Sound Of Silence Essay Civil Rights Essay Topics
He spoke of being “for more new sounds.” Taking his inspiration from Luigi Russolo and the Futurists of the early twentieth century, Cage enthusiastically embraced the use of percussion instruments as a way of expanding the realm of music to include sounds that more accurately reflected the nature of the industrial culture he observed around him: The above quotation comes from Cage’s 1937 essay “The future of music: Credo.” This essay strikes many of the themes for which Cage would become famous: that sounds are just sounds, all equally valid; that a composer acts as an experimenter, discovering new sonic possibilities; that it is important to use twentieth-century technologies to create twentieth-century music. Beginning in the late 1930s, Cage structured all of his compositions in the dimension of time: phrases and sections of particular lengths.
What is missing in this early essay, however, is the identification of silence as the underlying rationale for these positions. will be faced not only with the entire field of sound but also with the entire field of time. In “The future of music: Credo,” he envisioned the manipulation of time arising from the techniques of film composers, but in reality his reliance on time as a basis for structure arose from his work with dancers.
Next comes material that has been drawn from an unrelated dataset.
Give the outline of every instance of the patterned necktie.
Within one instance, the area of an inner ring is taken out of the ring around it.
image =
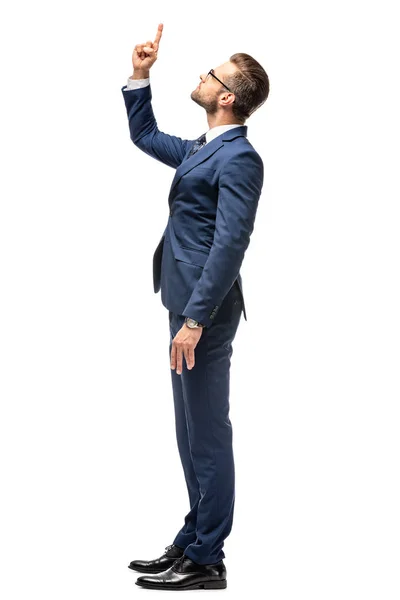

He then closed and reopened the lid one more time, sitting silently this time for one minute and forty seconds. Part of what makes the drama so compelling is the utter simplicity of the concept. All this takes place in a Western concert hall setting, lending a historical and artistic gravity to the proceedings that begs us to put this act into some kind of weighty context, fraught with importance.
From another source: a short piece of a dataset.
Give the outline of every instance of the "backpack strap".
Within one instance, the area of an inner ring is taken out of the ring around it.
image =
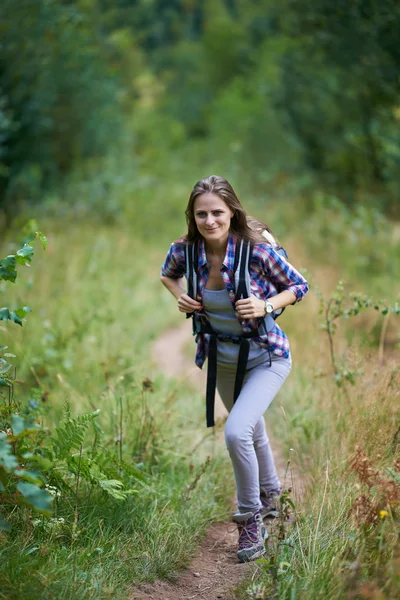
[[[199,248],[196,242],[186,244],[185,246],[185,259],[186,259],[186,279],[187,279],[187,293],[190,298],[197,300],[199,294],[199,277],[198,277],[198,266],[199,266]],[[186,318],[189,319],[193,313],[186,313]]]
[[[250,262],[253,254],[253,246],[250,242],[240,240],[236,242],[234,279],[235,279],[235,301],[250,296]]]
The piece can be difficult for audiences (just as the empty room in the exhibition might have been).
And then when we actually set to work, a kind of avalanche came about which corresponded not at all with that beauty which had seemed to appear to us as an objective. “Ah, the silent piece,” they might have said to themselves, smiling.
But these visitors would have known that this is an exhibition about John Cage, and hence the empty room would make sense.
Without any context, visitors would have been quite baffled by this, perhaps thinking that they had taken a wrong turn, that someone made a mistake, or (for those who like adventure) that a daring theft had taken place.
Well what we do is go straight on; that way lies, no doubt, a revelation. People do not go to a museum to look at blank walls, to walk through empty galleries.
He was profiled in the Chicago Daily News: “People call it noise?
In an essay from 1939, he describes his percussion music in violent terms: At the present stage of revolution, a healthy lawlessness is warranted. Not only hitting, but rubbing, smashing, making sound in every possible way.
Experiment must necessarily be carried on by hitting anything? He gained some notoriety and fame, first in San Francisco and then Chicago.
He returned to the prepared piano (a piano with objects inserted between the strings to alter the sound), an instrument that he had invented some years earlier but had hardly touched during his percussion orchestra period.
Musically, Cage was on his own in the city, and the prepared piano provided a way of composing for percussive sounds without the need for many instruments or even another performer.